ECLI:NL:RBBRE:2012:BX9058
Rechtbank Breda
- Eerste aanleg - enkelvoudig
- Rechtspraak.nl
Belastingplichtige en de aftrek van eigen woning in het belastingrecht
In deze zaak heeft de rechtbank Breda op 4 mei 2012 uitspraak gedaan in een belastingrechtelijk geschil tussen een belanghebbende en de inspecteur van de Belastingdienst. De belanghebbende, die samen met zijn ex-echtgenote een woning in België had gekocht, had een zakelijk recht van vruchtgebruik van deze woning verkocht aan zijn Belgische vennootschap. De inspecteur had de aftrek van de eigen woning gecorrigeerd, omdat hij van mening was dat de woning niet voldeed aan de definitie van een eigen woning volgens artikel 3.111 van de Wet IB 2001. De rechtbank oordeelde dat de belanghebbende niet aannemelijk had gemaakt dat de kosten en lasten van de woning op hem drukten, aangezien de vennootschap een deel van deze kosten voor haar rekening nam. Hierdoor was er volgens de rechtbank geen sprake van een eigen woning in de zin van de wet.
Daarnaast werd er een beroep gedaan op het vertrouwens- en gelijkheidsbeginsel. De rechtbank oordeelde dat de inspecteur niet gebonden was aan een eerdere goedkeuring van de aftrek door de ex-echtgenote van de belanghebbende, omdat er geen sprake was van een toezegging of bewuste standpuntbepaling. Ook het beroep op het gelijkheidsbeginsel faalde, omdat de belanghebbende niet had aangetoond dat er sprake was van begunstigend beleid of een schending van de meerderheidsregel. De rechtbank concludeerde dat de inspecteur op de juiste wijze informatie had opgevraagd uit België en dat de verstrekte informatie benut kon worden voor de beoordeling van de zaak.
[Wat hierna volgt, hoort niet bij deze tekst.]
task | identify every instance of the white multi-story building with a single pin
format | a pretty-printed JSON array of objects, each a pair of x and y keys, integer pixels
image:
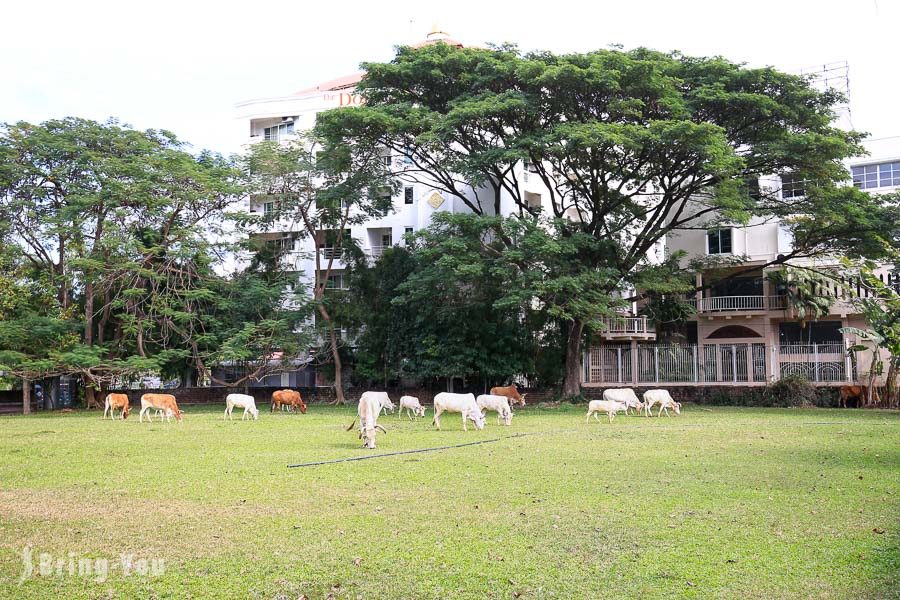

Uiteindelijk verklaarde de rechtbank het beroep van de belanghebbende ongegrond, waarmee de beslissing van de inspecteur werd bevestigd. De uitspraak benadrukt de strikte eisen die aan de aftrek van eigen woning worden gesteld en de noodzaak voor belastingplichtigen om aan te tonen dat zij daadwerkelijk de kosten en lasten van de woning dragen.